Karari managed to escape to Zazzagawa, where he assembled a fresh army from among the Zabarma and Arewa subjects. After suffering two successive defeats against Gwandu, Karari fled once more. However, his old age and an injury sustained in battle slowed him down. Realising he could not avoid capture, he dismounted his horse and commanded his son Nabame to continue without him. Initially reluctant to leave his father behind, Nabame eventually rode away. The Gwandu forces found Karari seated on his shield, holding his rosary in a posture of prayer, and killed him.

== Exile in Sokoto ==
Following his father's death, Nabame spent a year or two hiding among the Arewa, who protected him from Sokoto. Eventually, he decided to surrender to Gwandu. After some deliberation, it was agreed to spare his life, and he was exiled to Sokoto in 1831. Nabame was said to be about 12 years old at the time of his exile.

During Nabame's exile in Sokoto, the Kebbawa abandoned their revolt and submitted to Sokoto. While at the Caliph's palace, Nabame was groomed to eventually assume leadership of the Kebbawa and become a firm ally of the Caliphate. He quickly gained favour and trust in Sokoto, particularly with Caliph Ali Babba (r. 1842–1859), who reportedly regarded him as a son.

Caliph Ali appointed Nabame to a senior command in the Sokoto army, where he led several expeditions. During one such campaign against a Gobir revolt in Zamfara in 1847, a Gobir horseman recognised Nabame and shouted, "You should be on our side, not helping those who slew your father!" Although Nabame ignored the taunt at the time, it weighed heavily on his mind. During the battle, the Gobirawa nearly killed Umaru, a son of Ali, but Nabame narrowly saved him. Upon returning to Sokoto, Nabame was rewarded with his freedom and allowed to return to his people.

== Revolt and death ==
Back in Kebbi, Nabame continued to be troubled by the taunts of the Gobirawa. In 1849, he renounced his allegiance to Sokoto and declared himself Sarkin Kebbi, ending the 18-year truce between Kebbi and the Sokoto Caliphate. His revolt quickly gained momentum, with support coming in from his Kebbawa kinsmen and his father's former allies in Arewa and Zabarma.

The Caliphate forces, caught unprepared, suffered significant losses, including the powerful stronghold of Silame. A combined army from Gwandu and Sokoto attempted to capture Nabame's Argungu but was ultimately forced to retreat.
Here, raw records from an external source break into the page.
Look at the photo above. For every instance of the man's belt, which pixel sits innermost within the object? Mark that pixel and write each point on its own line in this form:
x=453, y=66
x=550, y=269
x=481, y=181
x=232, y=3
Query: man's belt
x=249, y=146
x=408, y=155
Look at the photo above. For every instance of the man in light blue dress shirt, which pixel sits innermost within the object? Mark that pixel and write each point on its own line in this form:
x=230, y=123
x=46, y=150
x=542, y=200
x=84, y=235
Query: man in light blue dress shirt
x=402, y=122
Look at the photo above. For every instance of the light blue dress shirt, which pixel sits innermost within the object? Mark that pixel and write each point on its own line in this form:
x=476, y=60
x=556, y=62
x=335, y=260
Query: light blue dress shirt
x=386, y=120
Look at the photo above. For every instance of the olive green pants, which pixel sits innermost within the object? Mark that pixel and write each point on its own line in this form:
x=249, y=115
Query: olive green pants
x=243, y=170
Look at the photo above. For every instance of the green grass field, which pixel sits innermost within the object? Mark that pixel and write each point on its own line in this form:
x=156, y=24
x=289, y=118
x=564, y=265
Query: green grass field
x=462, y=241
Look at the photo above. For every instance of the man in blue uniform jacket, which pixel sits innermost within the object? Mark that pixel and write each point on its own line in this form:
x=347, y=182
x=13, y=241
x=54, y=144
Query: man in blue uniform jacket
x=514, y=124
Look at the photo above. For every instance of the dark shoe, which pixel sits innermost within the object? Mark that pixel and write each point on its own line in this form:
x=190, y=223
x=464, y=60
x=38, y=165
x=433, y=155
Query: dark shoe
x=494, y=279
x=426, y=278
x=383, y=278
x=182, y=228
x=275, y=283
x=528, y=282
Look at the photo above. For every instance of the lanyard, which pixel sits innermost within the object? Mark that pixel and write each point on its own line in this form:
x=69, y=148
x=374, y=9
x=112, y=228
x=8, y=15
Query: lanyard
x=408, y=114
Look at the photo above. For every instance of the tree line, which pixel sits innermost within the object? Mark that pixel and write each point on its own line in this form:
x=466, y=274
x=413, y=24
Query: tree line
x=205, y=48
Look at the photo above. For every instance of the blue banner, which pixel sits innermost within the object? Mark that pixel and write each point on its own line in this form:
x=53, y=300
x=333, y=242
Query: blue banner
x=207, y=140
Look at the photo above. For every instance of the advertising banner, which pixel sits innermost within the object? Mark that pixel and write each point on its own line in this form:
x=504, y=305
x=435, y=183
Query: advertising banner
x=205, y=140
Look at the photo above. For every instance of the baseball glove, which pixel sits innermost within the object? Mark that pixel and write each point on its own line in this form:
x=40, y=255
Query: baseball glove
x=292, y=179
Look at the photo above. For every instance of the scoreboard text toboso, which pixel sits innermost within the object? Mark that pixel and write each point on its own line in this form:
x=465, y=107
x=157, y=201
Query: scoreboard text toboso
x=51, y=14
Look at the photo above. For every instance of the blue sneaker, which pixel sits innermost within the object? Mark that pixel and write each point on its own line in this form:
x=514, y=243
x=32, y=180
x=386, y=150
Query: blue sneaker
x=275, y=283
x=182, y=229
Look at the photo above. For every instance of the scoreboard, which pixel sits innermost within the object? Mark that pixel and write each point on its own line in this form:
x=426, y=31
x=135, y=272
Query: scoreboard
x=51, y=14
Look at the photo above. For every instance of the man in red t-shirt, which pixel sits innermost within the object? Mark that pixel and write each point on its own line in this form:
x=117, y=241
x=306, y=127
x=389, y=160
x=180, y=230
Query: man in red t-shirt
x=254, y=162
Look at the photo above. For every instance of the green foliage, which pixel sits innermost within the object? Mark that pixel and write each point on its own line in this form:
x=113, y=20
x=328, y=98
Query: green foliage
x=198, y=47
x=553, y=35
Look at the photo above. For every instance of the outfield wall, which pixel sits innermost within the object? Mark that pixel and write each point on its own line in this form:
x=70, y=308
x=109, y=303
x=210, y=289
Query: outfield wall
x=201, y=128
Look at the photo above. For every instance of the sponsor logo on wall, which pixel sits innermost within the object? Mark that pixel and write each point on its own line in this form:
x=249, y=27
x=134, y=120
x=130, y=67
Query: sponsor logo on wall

Caliph Ali's retreat marked the first surrender of territory by the Sokoto Caliphate outside of Bornu since its original conquests. Following Nabame's revival of the Kebbawa struggle for independence, the Kebbawa continued to harass the Caliphate for over fifty years until its collapse in 1903, solidifying Kebbi's independence as an irreversible reality. The Kebbawa frequently organised raiding parties and engaged in guerrilla warfare, preventing the Caliphate from ever fully subduing them. Nabame was eventually killed during one of these raids in 1854.

== Legacy ==
Yakubu Nabame came to be revered among the Kebbawa who regard him as "a heroic figure, like Wallace or Bruce, who snapped the fetters of servitude and led his people back to dignity and freedom".

The palace Nabame built in Argungu, known as Gidan Nabame ("Nabame's House"), served as the primary residence for his successors for almost a century. Today, it stands as a museum dedicated to the history of Kebbi.